Atlanta ranks 11th on the list, which is also not much of a surprise.  Fortunately, Atlanta and its surrounding communities have realized the problem posed by our car-based infrastructure and culture and are taking steps to change our car-dependent ways.  Yesterday a committee of mayors and council members from across the Atlanta region voted unanimously to approve a $6.14 billion list of transportation projects, many of which are for transit projects rather than new roadways.  This is a first step in a long process that will include a voter referendum to raise a 1% sales tax to fund the regional projects, and the list is likely to ultimately change.

However, yesterday's meeting is important in two respects.  First, the Atlanta area has finally realized that the solution to its transportation problems lies in a regional effort with a regional transportation plan.  Yes, some giving and taking will occur, as it did yesterday.  And yes, some projects will not be built in favor of others.  But a comprehensive, regional plan is the only way to ensure that the Atlanta area's transportation network is viewed as a whole rather than on the typical ad-hoc basis it has been handled in the past.

Second, the fact that just slightly more than half of the projects approved yesterday were transit related is a big step, both for Atlanta and the region as a whole.  There are still detractors, but counties outside Fulton and Dekalb seem to have come to the realization that transit is necessary for long-term growth.  Even Cobb County, long a vocal opponent to MARTA's expansion into the county, now actually WANTS transit.
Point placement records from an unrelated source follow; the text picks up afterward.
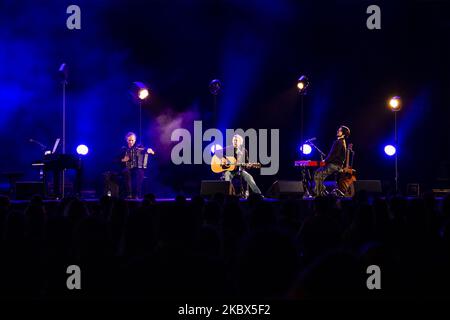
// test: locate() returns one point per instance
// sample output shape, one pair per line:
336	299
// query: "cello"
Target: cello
347	175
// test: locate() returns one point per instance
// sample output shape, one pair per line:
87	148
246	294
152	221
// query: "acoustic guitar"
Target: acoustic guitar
347	176
230	163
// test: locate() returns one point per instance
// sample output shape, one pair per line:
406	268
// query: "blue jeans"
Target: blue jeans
321	174
246	176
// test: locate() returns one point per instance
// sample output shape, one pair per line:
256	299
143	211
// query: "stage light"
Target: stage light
390	150
306	149
302	84
395	103
215	86
143	93
141	90
215	148
82	150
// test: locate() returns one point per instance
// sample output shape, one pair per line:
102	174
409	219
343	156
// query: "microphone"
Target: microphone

Much work is needed, and the voter approval of a sales tax to fund infrastructure, much of which is in Atlanta, may be a difficult sell.  But yesterday's compromise is a very positive sign.  Hopefully the leaders of the region can continue to work together to craft a vision and a future for transit in Atlanta that will rival those of transit leading cities worldwide.

Friday, June 10, 2011

Is Walkability Reaching a Tipping Point?

Am I premature, or does it appear that the desire for dense, urban, walkable communities is reaching a tipping point of sorts?  It appears that there are more quality developments planned or being delivered which take the pedestrian and transit into consideration.  It also appears that more press is being devoted to these urban infill projects, further adding to the walkable cause.

In recent weeks, several studies have shown the additional benefits of living and working in dense, walkable communities.  The results of these studies are not surprising to those of us who have advocated for such development for years.  But, the benefits are starting to be discussed in the mainstream.  From having positive financial benefits to trusting one's neighbors more and participating in civic activities more often, studies are showing attributes of walkable, urban lifestyles other than the typical benefits of reduced pollution and gas use.

Even in Atlanta, long a car-centric city, we are seeing recent developments along this line.  The Beltline continues to develop, with a new park opening this weekend.  Recent announcements to develop areas of midtown with dense, walkable projects continue to come, with an announcement today for a new building by Selig and Daniel at its 12th & Midtown project.  These dense, walkable projects are increasing becoming the de facto new development projects in Atlanta and throughout the country.

Could it be that we are starting to see a tipping point here?